Siamo in sostanza di fronte ad un punto cruciale. Probabilmente potrebbe cambiare il modello di crescita economica del Vecchio Continente. Se la Germania non potesse più fondare il suo benessere sulle esportazioni nei Paesi extra europei, dovrebbe puntare sul suo mercato interno, nazionale o continentale. Meno automobili, e più infrastrutture, per dirla con uno slogan. Meno competitività sui mercati esteri, e più potere d’acquisto sul mercato interno.
E più investimenti in tecnologie innovative, visto anche che l’industria dell’auto europea rischia di rimanere spiazzata dalla rivoluzione della mobilità elettrica, nella quale Cina e Stati Uniti sono molto più avanti di noi. Nel frattempo però potrebbero crescere forze anti-europee e ultra liberiste come Alternative fur Deutschland, che potrebbe portare la Germania nella direzione opposta: meno tasse alle imprese per aumentare ulteriormente la competitività contro Usa e Cina, a scapito del mercato interno e del commercio coi Paesi europei.

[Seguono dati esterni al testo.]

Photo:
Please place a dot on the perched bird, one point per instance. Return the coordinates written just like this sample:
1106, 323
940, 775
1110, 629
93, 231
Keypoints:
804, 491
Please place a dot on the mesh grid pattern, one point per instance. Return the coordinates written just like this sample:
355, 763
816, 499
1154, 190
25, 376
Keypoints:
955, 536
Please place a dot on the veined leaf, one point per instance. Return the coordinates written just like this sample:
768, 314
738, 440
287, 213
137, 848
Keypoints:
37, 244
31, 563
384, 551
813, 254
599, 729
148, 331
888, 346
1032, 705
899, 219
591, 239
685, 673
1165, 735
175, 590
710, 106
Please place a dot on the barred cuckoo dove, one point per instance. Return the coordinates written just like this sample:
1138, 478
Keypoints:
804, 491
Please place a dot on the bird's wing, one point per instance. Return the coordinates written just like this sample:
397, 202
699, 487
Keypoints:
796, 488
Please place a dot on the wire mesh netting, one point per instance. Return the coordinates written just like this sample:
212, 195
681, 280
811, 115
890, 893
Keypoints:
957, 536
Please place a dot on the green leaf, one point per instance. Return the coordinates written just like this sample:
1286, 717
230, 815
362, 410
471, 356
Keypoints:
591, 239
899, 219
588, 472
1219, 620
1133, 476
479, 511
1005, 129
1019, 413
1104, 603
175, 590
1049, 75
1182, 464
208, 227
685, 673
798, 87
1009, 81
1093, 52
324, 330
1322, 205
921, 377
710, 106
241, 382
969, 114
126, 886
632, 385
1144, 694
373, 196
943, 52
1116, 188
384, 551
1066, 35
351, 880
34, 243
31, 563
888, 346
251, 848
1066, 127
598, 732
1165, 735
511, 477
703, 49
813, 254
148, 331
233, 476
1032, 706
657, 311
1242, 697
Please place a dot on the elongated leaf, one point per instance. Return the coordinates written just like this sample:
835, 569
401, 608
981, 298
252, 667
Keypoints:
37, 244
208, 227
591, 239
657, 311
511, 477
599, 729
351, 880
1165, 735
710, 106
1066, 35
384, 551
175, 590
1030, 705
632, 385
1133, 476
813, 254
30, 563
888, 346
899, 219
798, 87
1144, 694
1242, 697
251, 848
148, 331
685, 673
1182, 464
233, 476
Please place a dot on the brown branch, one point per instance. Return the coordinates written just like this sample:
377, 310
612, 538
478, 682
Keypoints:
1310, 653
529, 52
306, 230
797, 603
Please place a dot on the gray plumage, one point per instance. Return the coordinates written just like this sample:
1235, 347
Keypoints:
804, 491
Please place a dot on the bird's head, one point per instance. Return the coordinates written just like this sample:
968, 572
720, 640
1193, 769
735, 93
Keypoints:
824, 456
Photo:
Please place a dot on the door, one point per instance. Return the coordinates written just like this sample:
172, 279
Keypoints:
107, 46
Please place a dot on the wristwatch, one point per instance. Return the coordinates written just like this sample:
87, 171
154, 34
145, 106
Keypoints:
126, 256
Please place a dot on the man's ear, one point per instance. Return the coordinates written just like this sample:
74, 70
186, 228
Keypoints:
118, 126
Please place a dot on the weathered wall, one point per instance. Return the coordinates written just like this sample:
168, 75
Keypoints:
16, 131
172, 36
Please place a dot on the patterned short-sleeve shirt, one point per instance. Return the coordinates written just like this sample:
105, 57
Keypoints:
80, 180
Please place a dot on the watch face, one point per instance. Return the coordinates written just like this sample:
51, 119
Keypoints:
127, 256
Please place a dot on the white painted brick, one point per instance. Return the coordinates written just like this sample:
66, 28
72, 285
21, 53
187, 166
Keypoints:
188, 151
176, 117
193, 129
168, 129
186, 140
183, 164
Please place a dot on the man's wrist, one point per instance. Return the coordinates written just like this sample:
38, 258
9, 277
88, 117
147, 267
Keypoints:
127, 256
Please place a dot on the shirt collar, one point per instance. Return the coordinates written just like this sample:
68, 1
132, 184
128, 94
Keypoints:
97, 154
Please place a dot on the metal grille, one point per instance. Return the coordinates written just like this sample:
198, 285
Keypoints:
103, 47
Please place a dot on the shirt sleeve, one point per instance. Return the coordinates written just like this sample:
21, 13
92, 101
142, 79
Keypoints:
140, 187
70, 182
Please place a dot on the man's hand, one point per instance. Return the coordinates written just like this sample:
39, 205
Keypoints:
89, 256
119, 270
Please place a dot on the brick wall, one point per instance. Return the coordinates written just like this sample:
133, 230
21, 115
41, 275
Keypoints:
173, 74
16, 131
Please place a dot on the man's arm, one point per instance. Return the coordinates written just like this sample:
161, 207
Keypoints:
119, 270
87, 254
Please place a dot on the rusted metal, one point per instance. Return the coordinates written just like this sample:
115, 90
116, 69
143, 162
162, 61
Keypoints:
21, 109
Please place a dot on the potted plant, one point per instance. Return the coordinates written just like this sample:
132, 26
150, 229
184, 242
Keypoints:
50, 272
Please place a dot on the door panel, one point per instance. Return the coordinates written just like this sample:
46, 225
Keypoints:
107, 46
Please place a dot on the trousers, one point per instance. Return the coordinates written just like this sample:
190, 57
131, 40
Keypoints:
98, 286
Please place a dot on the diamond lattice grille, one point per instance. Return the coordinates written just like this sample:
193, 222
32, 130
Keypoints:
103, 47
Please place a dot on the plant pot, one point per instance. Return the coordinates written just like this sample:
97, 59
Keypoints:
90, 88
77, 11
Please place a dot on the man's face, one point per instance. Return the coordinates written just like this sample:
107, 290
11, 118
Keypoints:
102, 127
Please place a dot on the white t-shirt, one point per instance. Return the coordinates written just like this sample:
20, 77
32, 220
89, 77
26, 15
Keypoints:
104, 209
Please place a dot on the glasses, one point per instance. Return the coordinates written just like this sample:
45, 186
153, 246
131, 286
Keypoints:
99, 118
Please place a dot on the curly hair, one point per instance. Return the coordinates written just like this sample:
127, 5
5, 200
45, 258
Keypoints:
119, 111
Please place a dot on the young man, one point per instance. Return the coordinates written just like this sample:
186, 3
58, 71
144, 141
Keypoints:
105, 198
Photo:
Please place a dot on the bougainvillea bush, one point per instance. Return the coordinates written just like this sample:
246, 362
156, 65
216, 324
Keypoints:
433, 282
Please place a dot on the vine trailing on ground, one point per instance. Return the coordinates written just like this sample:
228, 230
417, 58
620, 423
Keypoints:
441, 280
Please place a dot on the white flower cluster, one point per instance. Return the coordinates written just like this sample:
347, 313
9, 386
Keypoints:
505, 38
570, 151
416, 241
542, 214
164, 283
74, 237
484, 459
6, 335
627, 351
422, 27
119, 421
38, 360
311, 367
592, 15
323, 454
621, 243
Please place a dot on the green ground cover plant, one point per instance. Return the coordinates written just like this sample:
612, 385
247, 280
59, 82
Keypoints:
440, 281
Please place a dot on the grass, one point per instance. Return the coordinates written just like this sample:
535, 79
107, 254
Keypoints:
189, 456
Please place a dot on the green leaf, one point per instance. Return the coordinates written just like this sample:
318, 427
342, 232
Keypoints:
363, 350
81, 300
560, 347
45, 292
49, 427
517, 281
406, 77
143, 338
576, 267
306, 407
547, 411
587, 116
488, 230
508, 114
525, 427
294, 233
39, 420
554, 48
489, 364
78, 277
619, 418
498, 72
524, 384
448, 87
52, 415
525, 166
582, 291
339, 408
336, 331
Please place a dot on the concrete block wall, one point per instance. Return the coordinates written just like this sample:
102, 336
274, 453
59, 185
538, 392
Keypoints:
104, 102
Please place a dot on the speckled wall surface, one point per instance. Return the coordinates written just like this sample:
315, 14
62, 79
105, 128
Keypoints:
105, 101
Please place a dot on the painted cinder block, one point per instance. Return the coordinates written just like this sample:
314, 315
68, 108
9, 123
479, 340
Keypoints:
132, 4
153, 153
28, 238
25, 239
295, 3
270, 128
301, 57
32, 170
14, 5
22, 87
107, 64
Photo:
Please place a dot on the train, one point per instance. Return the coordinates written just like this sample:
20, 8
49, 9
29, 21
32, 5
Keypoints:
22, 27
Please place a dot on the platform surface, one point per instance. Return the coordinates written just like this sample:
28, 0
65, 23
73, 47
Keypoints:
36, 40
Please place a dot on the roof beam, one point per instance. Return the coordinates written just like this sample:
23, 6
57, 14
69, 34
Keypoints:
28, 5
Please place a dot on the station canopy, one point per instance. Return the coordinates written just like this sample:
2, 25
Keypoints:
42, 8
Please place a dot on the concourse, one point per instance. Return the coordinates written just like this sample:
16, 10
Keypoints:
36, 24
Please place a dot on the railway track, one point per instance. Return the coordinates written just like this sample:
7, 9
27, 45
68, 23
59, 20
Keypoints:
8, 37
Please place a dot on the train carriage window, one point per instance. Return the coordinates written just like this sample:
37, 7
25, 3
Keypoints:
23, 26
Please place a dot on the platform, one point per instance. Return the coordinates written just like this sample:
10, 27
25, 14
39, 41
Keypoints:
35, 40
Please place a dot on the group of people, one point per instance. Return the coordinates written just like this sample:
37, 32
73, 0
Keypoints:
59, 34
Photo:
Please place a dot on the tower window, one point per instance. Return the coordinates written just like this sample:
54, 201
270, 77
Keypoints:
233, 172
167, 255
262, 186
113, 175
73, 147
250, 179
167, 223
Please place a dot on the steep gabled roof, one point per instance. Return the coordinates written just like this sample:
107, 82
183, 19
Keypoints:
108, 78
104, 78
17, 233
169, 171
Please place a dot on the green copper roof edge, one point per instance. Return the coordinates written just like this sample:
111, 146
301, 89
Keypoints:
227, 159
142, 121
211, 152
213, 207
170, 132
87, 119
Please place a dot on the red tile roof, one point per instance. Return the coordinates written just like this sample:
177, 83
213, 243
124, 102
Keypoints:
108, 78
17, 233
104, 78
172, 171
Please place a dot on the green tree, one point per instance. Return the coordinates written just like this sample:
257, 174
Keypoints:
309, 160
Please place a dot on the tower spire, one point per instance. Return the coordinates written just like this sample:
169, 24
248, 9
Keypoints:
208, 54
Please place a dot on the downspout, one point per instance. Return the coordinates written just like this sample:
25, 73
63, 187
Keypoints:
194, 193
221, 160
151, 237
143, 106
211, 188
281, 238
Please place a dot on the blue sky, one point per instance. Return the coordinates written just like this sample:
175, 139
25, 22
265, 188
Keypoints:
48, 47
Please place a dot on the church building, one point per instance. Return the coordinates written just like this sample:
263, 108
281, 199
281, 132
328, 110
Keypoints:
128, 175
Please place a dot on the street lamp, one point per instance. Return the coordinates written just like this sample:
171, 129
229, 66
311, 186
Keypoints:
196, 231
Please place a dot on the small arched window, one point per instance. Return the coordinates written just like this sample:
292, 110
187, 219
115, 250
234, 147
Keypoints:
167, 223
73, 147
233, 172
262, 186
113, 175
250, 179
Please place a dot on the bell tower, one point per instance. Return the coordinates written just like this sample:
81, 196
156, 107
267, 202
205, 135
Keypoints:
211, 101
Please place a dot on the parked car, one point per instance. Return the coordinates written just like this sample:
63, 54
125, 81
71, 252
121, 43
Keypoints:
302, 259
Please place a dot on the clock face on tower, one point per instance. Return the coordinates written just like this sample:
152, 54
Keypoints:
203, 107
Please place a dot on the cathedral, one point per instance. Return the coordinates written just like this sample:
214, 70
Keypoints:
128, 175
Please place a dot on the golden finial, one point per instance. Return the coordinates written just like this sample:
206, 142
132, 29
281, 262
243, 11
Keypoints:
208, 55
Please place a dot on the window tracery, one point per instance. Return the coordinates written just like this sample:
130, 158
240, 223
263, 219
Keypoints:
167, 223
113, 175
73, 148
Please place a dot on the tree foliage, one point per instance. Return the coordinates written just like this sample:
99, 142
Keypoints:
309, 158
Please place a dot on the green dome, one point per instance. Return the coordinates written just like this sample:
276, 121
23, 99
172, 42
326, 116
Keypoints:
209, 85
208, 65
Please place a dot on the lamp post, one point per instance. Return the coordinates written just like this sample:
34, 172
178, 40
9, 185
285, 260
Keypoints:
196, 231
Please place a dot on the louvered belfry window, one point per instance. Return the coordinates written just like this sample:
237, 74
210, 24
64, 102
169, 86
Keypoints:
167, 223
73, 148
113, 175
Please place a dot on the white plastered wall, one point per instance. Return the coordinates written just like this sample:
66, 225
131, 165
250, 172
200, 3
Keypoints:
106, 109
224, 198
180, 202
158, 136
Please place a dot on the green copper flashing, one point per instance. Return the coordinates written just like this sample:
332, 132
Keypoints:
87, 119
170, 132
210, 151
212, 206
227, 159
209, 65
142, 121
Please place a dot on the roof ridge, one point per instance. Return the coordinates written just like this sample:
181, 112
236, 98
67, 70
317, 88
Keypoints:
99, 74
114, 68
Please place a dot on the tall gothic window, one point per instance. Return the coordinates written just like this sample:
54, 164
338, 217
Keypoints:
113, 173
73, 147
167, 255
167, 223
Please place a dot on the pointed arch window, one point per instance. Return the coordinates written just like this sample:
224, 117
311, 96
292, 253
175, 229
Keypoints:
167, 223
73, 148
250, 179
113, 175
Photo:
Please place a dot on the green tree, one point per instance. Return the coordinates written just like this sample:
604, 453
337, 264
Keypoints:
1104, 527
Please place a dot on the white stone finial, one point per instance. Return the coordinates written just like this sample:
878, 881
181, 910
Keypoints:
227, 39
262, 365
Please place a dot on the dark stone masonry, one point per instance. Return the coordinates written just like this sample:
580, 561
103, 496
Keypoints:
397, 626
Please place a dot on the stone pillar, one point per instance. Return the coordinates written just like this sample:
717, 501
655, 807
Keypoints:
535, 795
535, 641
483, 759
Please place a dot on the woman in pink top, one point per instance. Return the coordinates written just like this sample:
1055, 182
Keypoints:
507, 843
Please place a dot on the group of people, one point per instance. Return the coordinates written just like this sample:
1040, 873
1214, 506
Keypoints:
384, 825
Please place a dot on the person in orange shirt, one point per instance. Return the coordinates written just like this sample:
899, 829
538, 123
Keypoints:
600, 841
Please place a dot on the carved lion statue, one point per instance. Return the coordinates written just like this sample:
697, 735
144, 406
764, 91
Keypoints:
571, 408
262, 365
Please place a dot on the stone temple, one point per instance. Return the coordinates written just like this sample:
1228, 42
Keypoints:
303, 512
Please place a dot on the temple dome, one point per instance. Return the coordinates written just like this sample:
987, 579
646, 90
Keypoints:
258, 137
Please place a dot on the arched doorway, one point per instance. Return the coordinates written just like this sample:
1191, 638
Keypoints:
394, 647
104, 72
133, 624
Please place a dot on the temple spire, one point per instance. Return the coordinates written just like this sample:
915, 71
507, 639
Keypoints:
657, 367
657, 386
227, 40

È un orizzonte possibile: nelle prime due elezioni regionali dopo il rallentamento dell’economia, in Sassonia e nel Brandeburgo, AfD ha rispettivamente raddoppiato e triplicato il suo consenso. Una prospettiva cui si aggiunge la fine dell’era Merkel, che già ha annunciato che non si ricandiderà. L’incertezza regna sovrana insomma. E l’incertezza non fa certamente bene all’economia.